Animal shelters in Columbia and Sauk counties brought in fewer animals in March and April during the public health emergency but are starting to see things return to normal in May.
Columbia County Humane Society took in 60 cats in March and April compared to 107 cats in the same months last year and took in 50 dogs compared to 67 dogs in the same months last year.
It adopted out 76 cats in March and April compared to 113 last year but dog adoptions went the other direction: The shelter adopted out 49 dogs in March and April compared to 40 in those months last year.
“It’s hard to say why, but we’re taking in a lot more cats now and we just adopted out several cats on Monday, ” Executive Director Susan Bratcher said.
Normally, the shelter in Portage holds about 100 animals at any given time during the months of April, May or June but had only about 60 animals on Tuesday, Bratcher said. Factors in this include a facility that’s closed to the public where appointments are needed for adoptions, stray redemption and stray drop-offs and initially the shelter had also strongly encouraged residents to seek the owner of strays before bringing animals to the shelter.
“We wanted to limit our possible exposure to the virus,” Bratcher said of adjustments in procedure and the efforts related to animal intake. “A lot of times, when people post an animal they found on Facebook, they’ll discover its owner lives only two houses down from their house.”
Sauk County Humane Society also took in fewer dogs and cats during the early stages of the pandemic but reported a 37% increase overall in adoptions for March, April and May compared to last year.
“I think people who were still employed while spending more time at home and with their family found it easier to adopt a new animal and get to know that animal at home,” said Rachel Leuzinger, outreach manager and volunteer coordinator. “They were able to make those family decisions together more easily, which was fantastic for us.”
About a week ago, the shelter in Baraboo had only two dogs and four cats available for adoption on site, which was down significantly from the recent past but related to an aggressive “Clear the Shelter” campaign at the start of the pandemic, Leuzinger said. The shelter is now bracing for major increases in animal intake.
“We expect to see a significant uptick in animals coming in as more people continue to feel the impact of job layoffs and income loss,” Leuzinger said.
Lower-than-usual intake of animals this spring was probably also related to fewer people finding strays as they weren’t outside as often during the state’s Stay at Home order, Leuzinger and Bratcher said.
That will likely change as the weather improves.

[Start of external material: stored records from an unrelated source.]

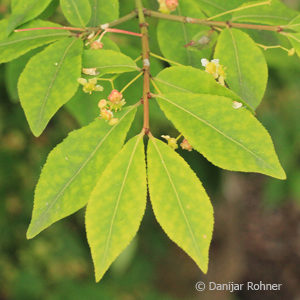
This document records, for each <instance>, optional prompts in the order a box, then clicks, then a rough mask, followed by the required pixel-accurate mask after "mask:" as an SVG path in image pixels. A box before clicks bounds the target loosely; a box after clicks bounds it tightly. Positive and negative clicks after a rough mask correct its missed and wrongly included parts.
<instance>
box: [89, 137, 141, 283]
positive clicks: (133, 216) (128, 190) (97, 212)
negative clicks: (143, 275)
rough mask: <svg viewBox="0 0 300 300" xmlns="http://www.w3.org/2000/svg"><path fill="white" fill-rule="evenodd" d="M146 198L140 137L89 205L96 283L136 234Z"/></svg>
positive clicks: (106, 180) (99, 186)
mask: <svg viewBox="0 0 300 300" xmlns="http://www.w3.org/2000/svg"><path fill="white" fill-rule="evenodd" d="M146 198H147V183H146V163H145V154H144V144H143V134H140V135H138V136H136V137H135V138H133V139H131V140H130V141H129V142H128V143H127V144H126V145H125V146H124V148H123V149H122V151H121V152H120V153H119V154H118V155H117V156H115V158H114V159H113V161H112V162H111V163H110V164H109V165H108V166H107V168H106V169H105V171H104V172H103V174H102V175H101V177H100V179H99V181H98V183H97V185H96V187H95V189H94V190H93V192H92V194H91V197H90V199H89V202H88V206H87V212H86V231H87V238H88V242H89V245H90V248H91V252H92V257H93V261H94V266H95V275H96V281H99V280H100V279H101V278H102V277H103V275H104V273H105V272H106V271H107V269H108V268H109V266H110V265H111V263H112V262H113V261H114V260H115V259H116V258H117V257H118V256H119V254H120V253H121V252H122V251H123V250H124V249H125V248H126V247H127V246H128V245H129V243H130V241H131V240H132V239H133V238H134V236H135V235H136V233H137V231H138V229H139V226H140V223H141V220H142V217H143V215H144V212H145V208H146Z"/></svg>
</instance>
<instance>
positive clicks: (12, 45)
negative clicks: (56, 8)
mask: <svg viewBox="0 0 300 300" xmlns="http://www.w3.org/2000/svg"><path fill="white" fill-rule="evenodd" d="M53 26H55V27H61V26H60V25H58V24H55V23H52V22H46V21H41V20H37V21H32V22H30V23H29V24H27V25H26V26H23V27H22V28H37V27H53ZM2 28H3V27H2V26H0V31H1V32H2ZM69 35H70V33H69V32H68V31H65V30H33V31H24V32H16V33H13V34H11V35H10V36H9V37H8V38H5V39H1V38H0V63H4V62H8V61H11V60H13V59H16V58H18V57H20V56H22V55H23V54H25V53H27V52H28V51H30V50H32V49H35V48H37V47H40V46H42V45H45V44H49V43H51V42H54V41H56V40H60V39H63V38H66V37H67V36H69Z"/></svg>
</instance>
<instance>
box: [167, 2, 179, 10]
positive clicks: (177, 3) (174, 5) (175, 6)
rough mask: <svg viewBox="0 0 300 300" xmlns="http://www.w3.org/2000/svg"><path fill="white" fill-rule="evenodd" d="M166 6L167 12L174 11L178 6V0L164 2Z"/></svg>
mask: <svg viewBox="0 0 300 300" xmlns="http://www.w3.org/2000/svg"><path fill="white" fill-rule="evenodd" d="M166 6H167V8H168V9H169V11H174V10H176V8H177V6H178V0H166Z"/></svg>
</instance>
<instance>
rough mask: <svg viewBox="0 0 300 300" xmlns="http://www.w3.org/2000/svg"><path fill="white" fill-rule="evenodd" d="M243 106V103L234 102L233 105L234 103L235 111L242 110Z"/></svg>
mask: <svg viewBox="0 0 300 300" xmlns="http://www.w3.org/2000/svg"><path fill="white" fill-rule="evenodd" d="M242 106H243V103H241V102H237V101H233V103H232V107H233V108H234V109H238V108H241V107H242Z"/></svg>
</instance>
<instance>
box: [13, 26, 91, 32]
mask: <svg viewBox="0 0 300 300" xmlns="http://www.w3.org/2000/svg"><path fill="white" fill-rule="evenodd" d="M49 29H50V30H51V29H55V30H70V31H85V30H86V29H84V28H75V27H36V28H25V29H16V30H14V31H15V32H22V31H33V30H49Z"/></svg>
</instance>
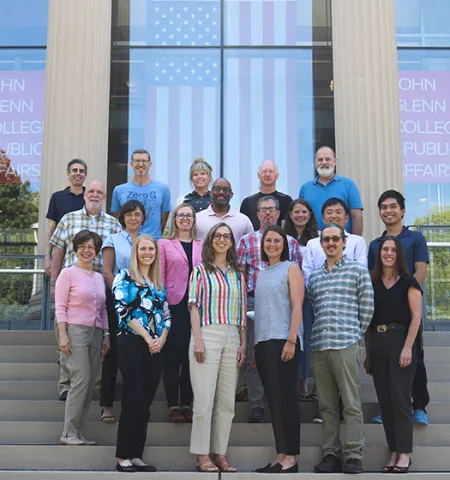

Both shelters have conducted much of their business on the phone, in their parking lots and have staggered their appointments with the public and neither shelter expects to soon change their current procedures after the state Supreme Court ended the governor’s Stay at Home order Wednesday.
They nevertheless encouraged residents to check their websites and social media for important updates to policies, as things change quickly during the health crisis.
Both shelters needed to cancel or alter spring and summer fundraising events and encourage donations but expressed confidence in weathering the storm financially.
“We were impacted (negatively) for a few weeks,” Leuzinger said of the pandemic. “But after carefully assessing the situation, people can rest assured we have plenty of supplies in stock” and the shelter continues to assist low-income animal owners including with its pet food pantry.
Bratcher pointed out the Portage shelter recently raised $780 on Facebook to pay for a tumor removal for a cat named Genie — which is nothing new in terms of local generosity.
“I feel like right now people are being very generous and we are seeing more donations,” Bratcher said. “People are still helping us whenever they can.”